Over at the duck of minerva blog, there have been a few responses (and responses to responses to a recent paper written by John Mearsheimer and Stephen Walt (whose blog can be read here). The topic of the paper is outside of the scope of the normal stuff we discuss on the blog – the title is “Leaving Theory Behind: Why Hypothesis Testing Has Become Bad for IR” and it is to be published in European Journal of International Relations – but, I think relevant to what it is we write about; it gives another spin to and expands the scope of the persistent debate on this blog between tradition, history, and rationalism.

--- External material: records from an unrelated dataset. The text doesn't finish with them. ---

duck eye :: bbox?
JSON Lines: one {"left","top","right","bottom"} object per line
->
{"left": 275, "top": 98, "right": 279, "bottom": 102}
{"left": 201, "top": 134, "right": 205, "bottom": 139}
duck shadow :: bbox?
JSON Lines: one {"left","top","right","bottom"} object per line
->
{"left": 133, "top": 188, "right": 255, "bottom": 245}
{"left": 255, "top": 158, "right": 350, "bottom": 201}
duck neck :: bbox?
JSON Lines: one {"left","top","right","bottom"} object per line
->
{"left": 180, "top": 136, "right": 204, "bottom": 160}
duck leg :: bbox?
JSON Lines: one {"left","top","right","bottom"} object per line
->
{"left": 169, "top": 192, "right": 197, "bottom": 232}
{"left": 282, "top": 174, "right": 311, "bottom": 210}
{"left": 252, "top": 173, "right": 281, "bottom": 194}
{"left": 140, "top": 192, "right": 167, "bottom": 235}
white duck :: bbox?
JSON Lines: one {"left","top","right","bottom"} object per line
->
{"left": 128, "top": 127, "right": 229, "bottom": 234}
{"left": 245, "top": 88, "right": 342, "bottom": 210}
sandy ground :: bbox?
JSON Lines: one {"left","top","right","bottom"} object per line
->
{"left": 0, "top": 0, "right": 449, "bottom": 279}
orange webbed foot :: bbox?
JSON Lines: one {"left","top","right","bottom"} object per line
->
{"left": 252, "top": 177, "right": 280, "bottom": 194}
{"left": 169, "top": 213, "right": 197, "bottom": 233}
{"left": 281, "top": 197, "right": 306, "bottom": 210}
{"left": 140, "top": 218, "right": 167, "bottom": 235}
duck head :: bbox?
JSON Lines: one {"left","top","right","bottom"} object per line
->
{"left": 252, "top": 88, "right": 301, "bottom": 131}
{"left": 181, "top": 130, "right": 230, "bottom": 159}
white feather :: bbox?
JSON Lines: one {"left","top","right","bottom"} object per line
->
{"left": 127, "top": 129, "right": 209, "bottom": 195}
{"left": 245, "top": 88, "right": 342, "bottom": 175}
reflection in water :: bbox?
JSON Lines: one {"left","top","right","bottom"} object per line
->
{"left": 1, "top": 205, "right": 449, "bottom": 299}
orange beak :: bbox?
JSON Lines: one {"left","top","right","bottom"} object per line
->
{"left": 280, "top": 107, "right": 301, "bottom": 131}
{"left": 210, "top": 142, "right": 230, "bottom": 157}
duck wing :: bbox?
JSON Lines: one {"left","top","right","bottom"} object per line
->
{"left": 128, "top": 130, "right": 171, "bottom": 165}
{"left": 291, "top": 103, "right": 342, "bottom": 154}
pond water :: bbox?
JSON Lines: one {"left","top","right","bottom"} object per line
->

On the blog, we discuss all sorts of political topics; but, how do we make the connection between what it is that we write about – honey boo boo. guns, small-r republican gun control obamacare, libertarianism – and larger methodological and epistemological questions that might arise – yet the answers to or assumptions about which we might take for granted – as we try to make sense of our social world?

Are Mearsheimer and Walt right to lament the decline of theorizing and its replacement with hypothesis testing? What is the relationship between the political philosophy and political philosophers (like the folks on this blog) to the study and practice of political science? In our critiques of contemporary culture, our emphasis on the good, the true and the beautiful, and a relatively rich description and understanding of human behavior, what is it that we can say as we look at the discipline? How can we appear to people outside of the discipline as more than simply smug newspaper readers or smug obscurantists? Getting the message out; connecting theory to policymaking, and being more aware of the effect of our philosophical assumptions on the study of, and pronouncements on, politics. We’re conservative, sure, but we’re also dudes and chics who’ve spent a lot of time in the classroom thinking about these questions that many people don’t really care about nearly as much as we do. And I think that demands a reflection and engagement with ourselves. And that might begin with trying to figure out how it is that we think. What are the implications of our philosophical positions. And what role those philosophical assumptions have – how they trickle down (or up? or no trickle at all?) into manifestations of political positions. Just a thought.

So… hypothesis testing: good or bad for the study of politics or international relations in particular? Why, why not, what are the deficiencies, flaws or mis-directions of that approach? If not it, then what are alternative approaches toward the study of politics? Should an emphasis be placed on theory instead? And what kind of theorizing should one do in order to study politics?